You may be able to convince your dad to turn the channel from Fox News to something else but apparently, the only other thing his TV gets is non-stop episodes of Jeopardy. Luckily this is your chance to break out your subpar Sean Connery impression. (Oh God, remember cable? Why are there so many commercials? This is still a service people pay for? Why is the TV so loud? What the fuck is happening?)

11. Matt Foley

Probably one of your dad’s favorite SNL sketches. He especially loves the part where Chris Farley makes fun of David Spade for saying he wants to be a writer and that he uses his writing paper for “rolling doobies.” Of course, “living in a van down by the river” is now actually a thing most people your age want to do in their #vanlife $250K Sprinter Vans but don’t ruin it for him by mentioning that.

10. Mr. Bill

If your sister is there with one of her little demon spawns take one of their toys and make it fall off a chair or have its head get stuck in a door jam then do the “Ooooh nooo, Mr. Billll” thing. Apparently this was the height of comedy in the ‘70s. Your dad will think it’s hilarious and so will your brat nephew. The person who won’t find it funny is your sister and she’ll uninvite you to little Jaxon’s birthday party. Win/win!

9. Church Lady

You’re sitting around the dining room table and your mom is going on and on about how your cousin Jessica who is in college just got pregnant and may want to get an abortion. Break the tension in the room by turning to your dad and saying “Well, isn’t that speciaalllll” while making that face that Dana Carvey would do. It may distract him long enough to not start talking about the Liberal agenda.

8. More Cowbell

There will come a point in the day right around the time your dad has had his fourth Miller High Life that he’s going to put on some tunes. Since he’s feeling good it’s probably going to be something like Joe Walsh or Thin Lizzy. You know, something he can air guitar to while biting his bottom lip. Try saying “This song is good, but it could use a little more cowbell.” He won’t hear you though because he is having a moment really jamming out to the guitar solo in “The Boys Are Back in Town.” It’s ok, you tried.

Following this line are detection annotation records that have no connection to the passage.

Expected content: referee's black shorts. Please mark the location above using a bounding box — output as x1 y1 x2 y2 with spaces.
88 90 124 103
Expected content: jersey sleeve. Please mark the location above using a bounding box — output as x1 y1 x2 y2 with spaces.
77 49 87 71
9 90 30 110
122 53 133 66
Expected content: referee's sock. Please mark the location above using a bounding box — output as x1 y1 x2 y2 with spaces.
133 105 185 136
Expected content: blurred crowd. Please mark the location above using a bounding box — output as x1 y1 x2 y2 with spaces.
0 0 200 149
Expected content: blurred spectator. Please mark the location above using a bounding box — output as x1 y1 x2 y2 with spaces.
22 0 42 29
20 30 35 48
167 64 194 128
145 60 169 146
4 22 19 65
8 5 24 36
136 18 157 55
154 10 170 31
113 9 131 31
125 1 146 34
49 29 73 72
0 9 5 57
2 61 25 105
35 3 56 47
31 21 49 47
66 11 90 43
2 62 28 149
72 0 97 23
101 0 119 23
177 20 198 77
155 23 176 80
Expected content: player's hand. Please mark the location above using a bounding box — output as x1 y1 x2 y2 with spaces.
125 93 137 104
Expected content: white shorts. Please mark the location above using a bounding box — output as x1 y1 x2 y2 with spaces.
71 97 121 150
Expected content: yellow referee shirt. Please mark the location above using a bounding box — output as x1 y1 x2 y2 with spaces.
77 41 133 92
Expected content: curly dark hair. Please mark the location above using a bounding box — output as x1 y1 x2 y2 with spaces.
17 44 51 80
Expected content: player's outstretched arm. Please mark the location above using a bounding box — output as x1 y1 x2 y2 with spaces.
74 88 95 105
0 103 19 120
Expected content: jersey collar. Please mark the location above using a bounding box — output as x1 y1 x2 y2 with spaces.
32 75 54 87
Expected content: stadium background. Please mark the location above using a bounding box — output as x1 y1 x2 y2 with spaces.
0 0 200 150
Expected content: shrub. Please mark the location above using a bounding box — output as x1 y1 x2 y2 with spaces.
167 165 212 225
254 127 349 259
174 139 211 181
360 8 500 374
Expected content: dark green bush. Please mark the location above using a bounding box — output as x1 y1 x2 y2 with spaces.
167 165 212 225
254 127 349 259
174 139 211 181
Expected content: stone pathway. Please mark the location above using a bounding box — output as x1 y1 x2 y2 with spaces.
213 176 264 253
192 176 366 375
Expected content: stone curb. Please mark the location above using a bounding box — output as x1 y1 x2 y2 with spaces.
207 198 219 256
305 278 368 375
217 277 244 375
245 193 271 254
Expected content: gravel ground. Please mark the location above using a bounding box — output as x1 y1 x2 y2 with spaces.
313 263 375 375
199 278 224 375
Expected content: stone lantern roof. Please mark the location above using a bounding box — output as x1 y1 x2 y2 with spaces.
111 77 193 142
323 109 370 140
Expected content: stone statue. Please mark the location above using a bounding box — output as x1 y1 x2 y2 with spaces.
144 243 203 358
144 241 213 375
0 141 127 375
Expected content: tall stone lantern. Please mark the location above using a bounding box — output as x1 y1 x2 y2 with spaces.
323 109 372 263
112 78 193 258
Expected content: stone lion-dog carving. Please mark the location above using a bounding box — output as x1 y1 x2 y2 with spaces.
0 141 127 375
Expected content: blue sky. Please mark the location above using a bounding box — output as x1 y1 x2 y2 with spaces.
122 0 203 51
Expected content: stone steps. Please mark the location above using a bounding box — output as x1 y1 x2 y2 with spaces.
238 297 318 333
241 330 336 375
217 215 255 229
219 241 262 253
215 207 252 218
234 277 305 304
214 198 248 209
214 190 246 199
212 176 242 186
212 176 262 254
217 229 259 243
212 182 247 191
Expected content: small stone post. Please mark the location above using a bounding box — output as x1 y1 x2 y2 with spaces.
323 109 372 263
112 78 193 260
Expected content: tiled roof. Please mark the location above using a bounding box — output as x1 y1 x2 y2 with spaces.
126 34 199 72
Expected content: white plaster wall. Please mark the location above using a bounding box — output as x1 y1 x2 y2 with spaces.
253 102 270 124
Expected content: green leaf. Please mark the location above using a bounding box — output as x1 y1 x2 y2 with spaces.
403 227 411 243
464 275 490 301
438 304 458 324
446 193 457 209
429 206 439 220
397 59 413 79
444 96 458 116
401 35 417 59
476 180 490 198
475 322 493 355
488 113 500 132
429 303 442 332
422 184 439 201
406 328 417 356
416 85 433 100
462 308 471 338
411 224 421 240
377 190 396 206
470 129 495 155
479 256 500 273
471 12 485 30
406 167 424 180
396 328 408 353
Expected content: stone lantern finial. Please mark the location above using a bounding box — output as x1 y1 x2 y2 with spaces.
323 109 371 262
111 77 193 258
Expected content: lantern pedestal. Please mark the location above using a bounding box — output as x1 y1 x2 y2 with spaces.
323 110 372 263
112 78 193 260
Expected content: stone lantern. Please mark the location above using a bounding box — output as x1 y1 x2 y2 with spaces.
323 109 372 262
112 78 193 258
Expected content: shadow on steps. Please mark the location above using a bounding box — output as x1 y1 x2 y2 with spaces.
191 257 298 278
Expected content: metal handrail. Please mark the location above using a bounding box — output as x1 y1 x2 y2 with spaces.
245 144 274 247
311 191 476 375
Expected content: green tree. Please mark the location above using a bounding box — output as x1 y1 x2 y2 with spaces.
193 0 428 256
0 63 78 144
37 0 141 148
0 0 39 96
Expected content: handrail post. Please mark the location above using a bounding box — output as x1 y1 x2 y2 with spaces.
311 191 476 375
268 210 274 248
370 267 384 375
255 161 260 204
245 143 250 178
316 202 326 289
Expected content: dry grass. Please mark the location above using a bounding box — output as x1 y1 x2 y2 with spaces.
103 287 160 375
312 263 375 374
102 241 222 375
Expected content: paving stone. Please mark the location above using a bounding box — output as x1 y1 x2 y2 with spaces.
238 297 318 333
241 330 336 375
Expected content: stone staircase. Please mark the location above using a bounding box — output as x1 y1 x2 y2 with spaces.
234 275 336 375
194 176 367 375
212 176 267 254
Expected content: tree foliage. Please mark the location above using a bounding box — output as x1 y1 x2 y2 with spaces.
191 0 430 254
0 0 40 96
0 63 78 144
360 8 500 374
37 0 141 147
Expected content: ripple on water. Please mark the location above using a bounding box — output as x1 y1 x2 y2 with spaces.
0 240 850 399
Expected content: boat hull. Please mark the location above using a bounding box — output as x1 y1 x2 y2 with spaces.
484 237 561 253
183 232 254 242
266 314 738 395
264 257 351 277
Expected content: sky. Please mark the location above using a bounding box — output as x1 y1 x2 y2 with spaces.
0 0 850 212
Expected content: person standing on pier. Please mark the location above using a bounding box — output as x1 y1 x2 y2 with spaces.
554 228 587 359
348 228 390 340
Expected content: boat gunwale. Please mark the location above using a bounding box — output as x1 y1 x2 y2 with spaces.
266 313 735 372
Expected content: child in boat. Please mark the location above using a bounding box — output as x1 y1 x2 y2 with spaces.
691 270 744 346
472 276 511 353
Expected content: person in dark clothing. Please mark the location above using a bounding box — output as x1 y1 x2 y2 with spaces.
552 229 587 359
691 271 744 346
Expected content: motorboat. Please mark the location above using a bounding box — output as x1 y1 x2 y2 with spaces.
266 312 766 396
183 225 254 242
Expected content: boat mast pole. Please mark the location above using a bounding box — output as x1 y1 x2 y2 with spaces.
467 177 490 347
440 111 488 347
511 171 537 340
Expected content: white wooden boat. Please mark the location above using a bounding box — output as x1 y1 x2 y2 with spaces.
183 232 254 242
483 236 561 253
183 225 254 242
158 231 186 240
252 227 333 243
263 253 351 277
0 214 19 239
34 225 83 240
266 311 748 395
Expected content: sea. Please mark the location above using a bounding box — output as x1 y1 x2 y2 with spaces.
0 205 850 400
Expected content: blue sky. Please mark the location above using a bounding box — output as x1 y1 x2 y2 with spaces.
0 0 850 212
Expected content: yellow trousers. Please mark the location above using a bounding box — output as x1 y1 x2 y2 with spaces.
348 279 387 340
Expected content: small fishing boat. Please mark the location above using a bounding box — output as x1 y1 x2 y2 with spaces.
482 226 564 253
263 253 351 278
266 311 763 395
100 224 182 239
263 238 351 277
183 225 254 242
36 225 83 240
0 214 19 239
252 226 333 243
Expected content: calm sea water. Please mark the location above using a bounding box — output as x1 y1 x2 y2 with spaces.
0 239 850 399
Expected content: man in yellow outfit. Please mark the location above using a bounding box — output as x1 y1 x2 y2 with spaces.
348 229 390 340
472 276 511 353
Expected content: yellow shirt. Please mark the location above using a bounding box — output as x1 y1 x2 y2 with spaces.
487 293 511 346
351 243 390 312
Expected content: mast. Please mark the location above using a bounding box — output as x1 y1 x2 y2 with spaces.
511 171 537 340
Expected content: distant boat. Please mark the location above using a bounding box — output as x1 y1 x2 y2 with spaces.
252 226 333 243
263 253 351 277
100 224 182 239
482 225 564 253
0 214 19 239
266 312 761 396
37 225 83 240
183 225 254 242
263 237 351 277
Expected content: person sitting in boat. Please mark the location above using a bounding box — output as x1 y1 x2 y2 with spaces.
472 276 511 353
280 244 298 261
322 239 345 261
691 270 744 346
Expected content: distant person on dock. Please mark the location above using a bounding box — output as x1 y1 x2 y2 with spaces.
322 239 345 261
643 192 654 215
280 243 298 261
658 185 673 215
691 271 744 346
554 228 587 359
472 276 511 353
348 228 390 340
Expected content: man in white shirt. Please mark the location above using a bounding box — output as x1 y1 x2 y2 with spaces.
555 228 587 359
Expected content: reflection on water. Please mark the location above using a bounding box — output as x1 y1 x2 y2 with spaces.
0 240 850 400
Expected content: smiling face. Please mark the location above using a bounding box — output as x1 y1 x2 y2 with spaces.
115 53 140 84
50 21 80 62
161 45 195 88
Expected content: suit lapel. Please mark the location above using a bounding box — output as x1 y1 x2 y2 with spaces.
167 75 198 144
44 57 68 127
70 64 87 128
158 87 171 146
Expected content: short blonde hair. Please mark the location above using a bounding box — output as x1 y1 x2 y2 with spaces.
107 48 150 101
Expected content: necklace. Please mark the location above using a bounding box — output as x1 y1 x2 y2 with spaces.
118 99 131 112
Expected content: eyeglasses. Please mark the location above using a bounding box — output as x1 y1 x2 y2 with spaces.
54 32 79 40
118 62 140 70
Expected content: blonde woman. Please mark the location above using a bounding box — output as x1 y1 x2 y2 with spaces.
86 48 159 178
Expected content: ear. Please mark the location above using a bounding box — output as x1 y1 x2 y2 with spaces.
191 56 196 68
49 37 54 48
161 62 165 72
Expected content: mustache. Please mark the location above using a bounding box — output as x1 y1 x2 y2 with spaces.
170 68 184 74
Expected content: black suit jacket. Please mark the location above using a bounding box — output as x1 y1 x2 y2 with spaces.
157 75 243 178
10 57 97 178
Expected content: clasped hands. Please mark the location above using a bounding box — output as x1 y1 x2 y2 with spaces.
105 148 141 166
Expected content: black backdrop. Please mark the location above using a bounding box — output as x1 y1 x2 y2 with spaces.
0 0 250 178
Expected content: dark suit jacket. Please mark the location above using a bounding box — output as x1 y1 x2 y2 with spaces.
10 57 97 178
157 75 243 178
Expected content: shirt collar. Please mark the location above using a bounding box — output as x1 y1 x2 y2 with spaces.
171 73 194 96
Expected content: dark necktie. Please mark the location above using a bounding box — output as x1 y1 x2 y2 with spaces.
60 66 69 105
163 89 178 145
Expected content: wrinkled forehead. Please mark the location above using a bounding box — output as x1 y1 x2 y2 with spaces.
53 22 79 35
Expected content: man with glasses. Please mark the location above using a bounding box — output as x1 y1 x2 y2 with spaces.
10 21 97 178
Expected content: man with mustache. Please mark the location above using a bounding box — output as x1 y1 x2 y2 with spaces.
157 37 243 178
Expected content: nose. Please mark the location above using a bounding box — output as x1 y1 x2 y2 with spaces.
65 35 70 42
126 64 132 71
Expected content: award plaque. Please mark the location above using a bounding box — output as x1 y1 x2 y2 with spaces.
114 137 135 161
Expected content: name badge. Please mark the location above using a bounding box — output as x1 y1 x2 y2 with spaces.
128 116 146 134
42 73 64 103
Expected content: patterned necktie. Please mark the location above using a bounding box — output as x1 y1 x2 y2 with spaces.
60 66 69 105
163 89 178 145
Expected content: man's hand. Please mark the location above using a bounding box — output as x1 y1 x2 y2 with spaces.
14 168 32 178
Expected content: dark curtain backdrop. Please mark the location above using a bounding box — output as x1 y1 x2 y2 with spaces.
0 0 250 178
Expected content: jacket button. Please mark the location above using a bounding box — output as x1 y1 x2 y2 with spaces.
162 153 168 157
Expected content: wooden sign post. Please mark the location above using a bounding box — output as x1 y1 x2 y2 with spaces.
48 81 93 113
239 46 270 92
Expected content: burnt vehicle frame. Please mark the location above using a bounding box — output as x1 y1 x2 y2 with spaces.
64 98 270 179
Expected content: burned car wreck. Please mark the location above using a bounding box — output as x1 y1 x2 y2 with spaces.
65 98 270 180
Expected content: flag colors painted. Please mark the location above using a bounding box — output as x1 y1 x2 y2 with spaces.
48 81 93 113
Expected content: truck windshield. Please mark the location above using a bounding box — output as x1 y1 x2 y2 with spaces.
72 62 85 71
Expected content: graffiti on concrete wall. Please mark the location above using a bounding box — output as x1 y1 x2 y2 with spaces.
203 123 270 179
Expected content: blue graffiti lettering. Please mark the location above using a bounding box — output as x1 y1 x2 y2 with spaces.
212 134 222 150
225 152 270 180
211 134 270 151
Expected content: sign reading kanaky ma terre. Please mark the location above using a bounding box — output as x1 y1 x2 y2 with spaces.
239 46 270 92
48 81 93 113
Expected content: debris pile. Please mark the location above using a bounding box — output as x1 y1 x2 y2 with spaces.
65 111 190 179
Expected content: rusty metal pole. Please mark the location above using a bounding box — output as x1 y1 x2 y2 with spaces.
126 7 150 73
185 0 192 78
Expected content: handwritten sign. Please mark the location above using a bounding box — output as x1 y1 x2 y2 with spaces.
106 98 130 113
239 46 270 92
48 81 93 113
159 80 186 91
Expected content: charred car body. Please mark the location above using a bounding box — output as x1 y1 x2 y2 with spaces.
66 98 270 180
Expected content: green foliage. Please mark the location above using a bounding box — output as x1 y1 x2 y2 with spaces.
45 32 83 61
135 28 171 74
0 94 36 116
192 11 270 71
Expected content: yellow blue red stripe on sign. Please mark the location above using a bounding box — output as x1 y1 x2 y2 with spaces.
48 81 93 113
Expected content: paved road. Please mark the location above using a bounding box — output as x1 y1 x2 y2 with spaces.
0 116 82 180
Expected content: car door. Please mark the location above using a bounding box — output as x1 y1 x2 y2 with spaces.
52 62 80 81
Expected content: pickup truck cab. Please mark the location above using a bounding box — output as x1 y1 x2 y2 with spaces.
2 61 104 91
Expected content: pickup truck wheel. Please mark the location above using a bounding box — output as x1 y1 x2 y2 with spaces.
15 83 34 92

7. Two Wild and Crazy Guys

Your dad will want to show you some project he’s been working on like a new downspout for the gutter or that old car in the garage that will never actually get fixed. As he is explaining to you what a carburetor is or whatever your mom may ask if the two of you would like another beer. A great response is “Why not? After all, we are…” (and here your dad will join in) “TWO WILD AND CRAZY GUYS!” We don’t get it either but we think it’s basically like Borat for boomers.

6. Buckwheat

On second thought, no. Don’t even attempt this one. Of course your dad wouldn’t be offended but there’s a good chance your brother will film you doing it and will share it with everyone you know and then BLAMMO! CANCELED!

5. Choppin’ Broccoli

Your mom will probably start making dinner around 3:30 in the afternoon and your dad sure isn’t going to help. You should probably help her out despite ostensibly being a fully grown adult all your meals entail pouring hot water into a cup with noodles. As your dad breezes by to ask what you’re doing in the kitchen you can sing “Choppin’ broccoli… choppuh bruhculehhh..” Just be careful and make sure you don’t get into it too much because you have no business using sharp cutlery.

4. Debbie Downer

Your sister might go on a real rant about how your dad shouldn’t be drinking so much in the middle of the afternoon, or shouldn’t be eating so much red meat, and that he definitely shouldn’t be leaf-blowing the roof right now. Turn to your dad and just go “Womp womp!” and make that Debbie Downer face. He would laugh if he could hear you over the sound of that 18V cordless Ryobi he’s cleaning the gutters out with at the moment.

3. Coneheads

Honestly, this one is a gamble since even your dad might not think these skits were funny. It’s surprising anyone thought this was ever funny especially that movie they did in the ‘90s – Yeesh. In any case, your dad will probably have some orange traffic cones lying around that he uses to keep people from parking in front of the house. Put one on your head and say “I am Beldar, we come from France.” If you get no response it means it’s time to go home.

2. Wayne’s World

“Wayne’s World! Party time! Excellent!” is just a great thing to throw out there at any point there is a lull in the conversation (and there’s going to be a lot). Then when your mom asks if you want to see pictures of your cousin’s toddler you can say “Shaaw right, I’d love to look at those… NOT!”

1. Dick in a Box

By this point you are probably pretty close to being fully wasted and have run out of any other SNL references you can think of. Just start singing “Dick in a Box” and see what happens. Worst case scenario you’re asked to leave. Best case scenario you are still asked to leave. And honestly, all of this will be forgotten anyway by the time your dad sits down to watch Hannity.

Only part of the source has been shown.